The shares ended at $5.33 but had been up as much as 10% – not a bad reaction in a market that saw the ASX 200 dive 2.5% at the opening after another rough session on Wall Street on Monday.
Pendal reported a net profit of $96.7 million for its the half compared to $89.9 million for the same period in 2020-21.
Helping keep the shares up in the sell-off was news in the release that underlying profit after tax increased by 59% over the same time last year to $131.4 million.
Total revenue and other income rose 20% to $351.9 million as average funds under management climbed 37.3% during the period thanks to the takeover of a big US fund manager.
The full six-month contribution from US investment management firm Thompson, Siegel & Walmsley (TSW) – bought at the end of the 2021 financial year drove the improved result.
“We have seen TSW’s value strategies outperform in the past quarter and despite cautious US investor sentiment, TSW’s international strategies have seen inflows,” said according to Pendal CEO, Nick Good.
“The integration of TSW is tracking well… Execution of a coordinated sales strategy has begun, with cross-selling opportunities emerging.”

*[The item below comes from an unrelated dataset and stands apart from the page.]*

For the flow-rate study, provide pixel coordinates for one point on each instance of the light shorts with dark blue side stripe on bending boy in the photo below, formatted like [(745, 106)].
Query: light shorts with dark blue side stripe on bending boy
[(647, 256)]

On the face of it a 20% jump in costs in the half year would have had investors screaming, but much of that reflected the costs of the new US operation. Excluding those, costs rose a sedate 4% which is far more pleasing to the market.
Pendal is the subject of a $2.4 billion takeover bid by Sydney based investment rival Perpetual, which values it at $6.23 a share.
Pendal will pay a partly franked interim dividend of 21 cents a share, up 24% and no doubt designed to keep shareholders from saying ‘yes’ to Perpetual, as is a $100 million buyback now underway – and useful in the current market volatility.